Sedgwick and Browning were almost inseparable during the day-time. Sedgwick assured Browning that things were working well, begging him not to disturb either old man Hamlin, or Jenvie, or Stetson, but to “rig some purchase” after he should be gone, to get the remaining shares in ’The Wedge of Gold’ from them, and also to be sure to keep the former owner of that mine in the country, even if he had to raise his salary.
He told him also that he expected next time to be absent four or five months.
One morning about thirty-five days after his arrival in London he received a cable from McGregor announcing the arrival of the “Pallas” at Melbourne and saying he would sail again in four days. Then Sedgwick made his final preparations for departure. He sent full plans for a house to his brother, with directions where to build. He obtained a promise from Mrs.
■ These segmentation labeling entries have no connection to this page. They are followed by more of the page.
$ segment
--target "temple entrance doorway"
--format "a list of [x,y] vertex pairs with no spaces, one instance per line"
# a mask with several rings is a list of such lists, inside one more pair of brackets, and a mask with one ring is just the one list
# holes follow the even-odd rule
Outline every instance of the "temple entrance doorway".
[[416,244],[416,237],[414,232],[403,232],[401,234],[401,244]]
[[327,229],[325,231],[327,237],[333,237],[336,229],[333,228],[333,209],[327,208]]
Hazleton that she would not desert Grace during his absence, and from Jack that he would not try any prosecutions to obtain his money from the old men until his return, explaining that he had made his arrangements in America, and was then going to see that African mine and work it if it would do.
His wife knew where he was going; the others except Jack, believed he meant to return to the United States. He told them he had a little business in Paris and would this time take a French steamer.
Grace worried more over the second parting than she had over the first. She cried a good deal and was much distressed. But it was over at last, and Sedgwick was gone. He did stop over a few hours in Paris, made an arrangement which he desired to with the Bank of France, then speeded on to Marseilles, caught the Imperial steamer, sailed over the same route as before to Port Said, and there embarked on exactly the same steamer that he and Jordan sailed for Port Natal in seven months before.
He was twenty days from London to Port Natal. Jordan was at D’Umber waiting his coming, and the joy of the meeting was immeasurable. When they became calm, Jordan said: “It war a good while, old friend, but I knowed as how y’d cum.”
Dealing in mining shares.
The presence of Sedgwick in London greatly excited and alarmed Jenvie, Hamlin and Stetson. That mysterious American had returned, and all confidently expected each day to be served with a notice of with a suit or a warrant of arrest. But finally it leaked out that he had bought a home in Ohio and ordered a house built, sending the plans from London, and as day after day passed and no sign was given, they gained courage, and when Sedgwick once more left England, as they supposed for America, they grew jubilant again. The firm was now Jenvie, Hamlin & Stetson. Their business was prospering, and they all realized that the way to make money was to have money to use, and the prestige which the command of large means gives.